I was thinking about sending him to hospice before school starts. But I feel guilty. I worry about my son and how his father yelling and screaming all the time and his well being. I have were little family help. Family lives 2000 miles away.
Has anyone ever sent there spouse to hospice with out there consent

Any ideas and info will help. Thanks
Caregiver in need of advise
 
Hi, CC --

Sorry you are at your wit's end. Can you tell us more about how he is compared with how he was? What are his physical capabilities? Does he meet hospice criteria? That is not somewhere you can leave someone indefinitely; there are severe restrictions. Do you mean a nursing home? Does he have a PEG/BiPAP?

Any prospects for more in-home help or moving to be nearer family, or anyone moving nearer to you? Do you have friends who support you emotionally?

Best,
Laurie
 
Hi, CC --

Sorry you are at your wit's end. Can you tell us more about how he is compared with how he was? What are his physical capabilities? Does he meet hospice criteria? That is not somewhere you can leave someone indefinitely; there are severe restrictions. Do you mean a nursing home? Does he have a PEG/BiPAP?

Any prospects for more in-home help or moving to be nearer family, or anyone moving nearer to you? Do you have friends who support you emotionally?

Best,
Laurie
One my husband has changed a lot my husband can't do anything. He hands and legs are not working. He is currently having problems swallowing He has lost 190 pounds to 135 pounds. Hospice has come and they said he does qualify for it. He doesn't want a feeding tube, or anything else. He currently is a lot of pain and refuses to take anything. That is the problem. I have visiting nurses but may people call in . I need to work for my son and myself insurance. My son is only 11 years old. My husband is only 55 , to young for a nursing home. Emotionally my friends are great. But it is overwhelming especially for my son

That is who I am also concerned with

I am going to meet with hospice next week for extra help.
 
You're doing the right thing.
 
I can't see why he would not meet hospice criteria as he has a terminal illness and is a high care PALS.

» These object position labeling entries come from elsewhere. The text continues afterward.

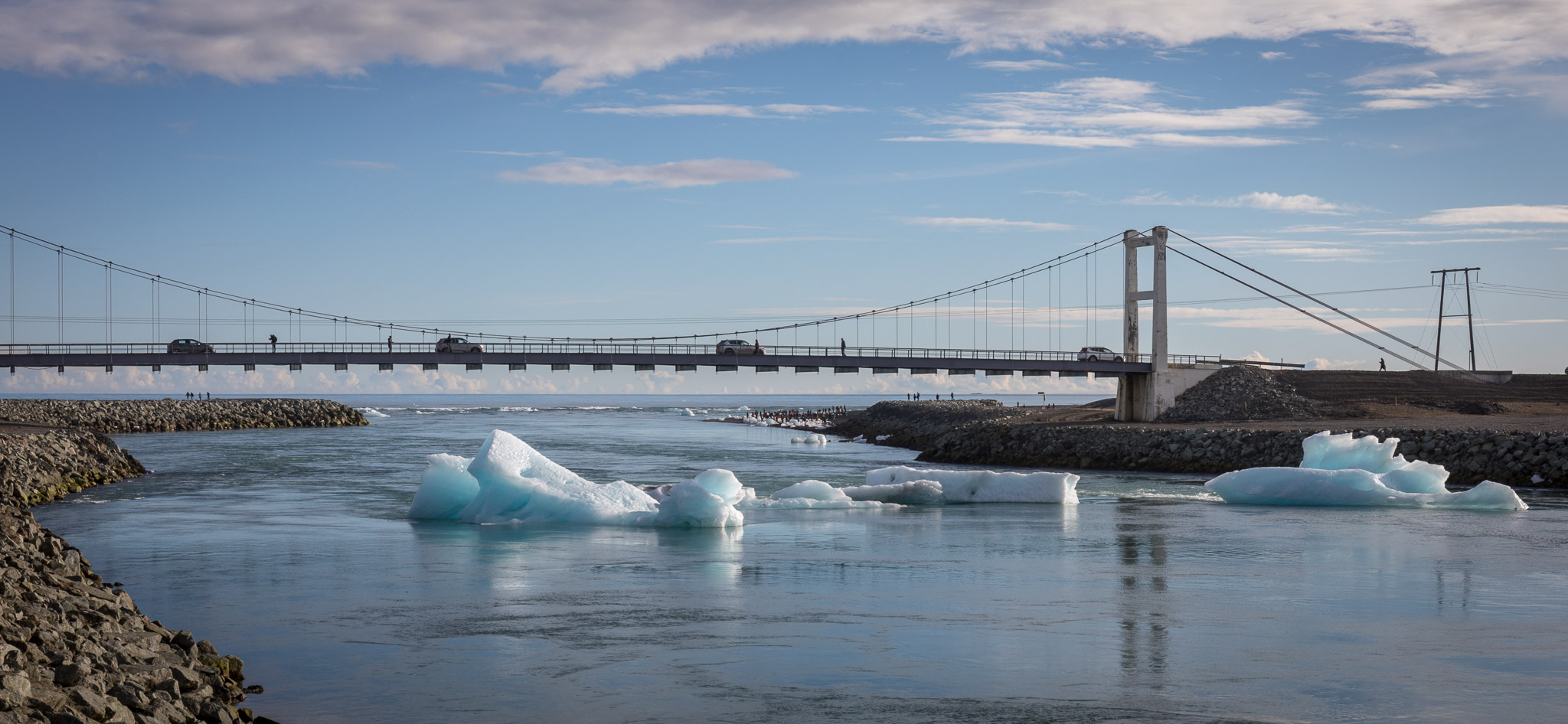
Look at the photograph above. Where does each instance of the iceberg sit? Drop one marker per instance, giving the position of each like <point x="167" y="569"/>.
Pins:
<point x="812" y="494"/>
<point x="911" y="492"/>
<point x="511" y="483"/>
<point x="968" y="486"/>
<point x="1341" y="469"/>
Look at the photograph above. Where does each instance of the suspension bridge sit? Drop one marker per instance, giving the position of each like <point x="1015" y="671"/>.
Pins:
<point x="966" y="331"/>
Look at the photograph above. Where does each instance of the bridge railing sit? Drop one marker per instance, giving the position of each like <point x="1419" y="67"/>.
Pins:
<point x="590" y="348"/>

You do have to weigh up what is best for everyone, not just your PALS, and when there are children at home I can't imagine how hard that juggling gets.

I hope hospice can turn things around to a sustainable situation for you!
 
CC, every situation is different, and you must protect your son and yourself. I taught high school for five years, and I can't imagine being a teacher and dealing with ALS, especially with the behavior it appears to be causing in your husband. Summer is barely enough time to recover from the school year, and you are NOT relaxing and recovering.

Your husband gets to make decisions for himself about what he will or will not accept in the way of interventions, and you have the responsiblity to protect your son and preserve your health. Please do not feel guilty, and if this is the route you chose, don't wait until school starts. Give yourself a break for your sake and for your student's sake.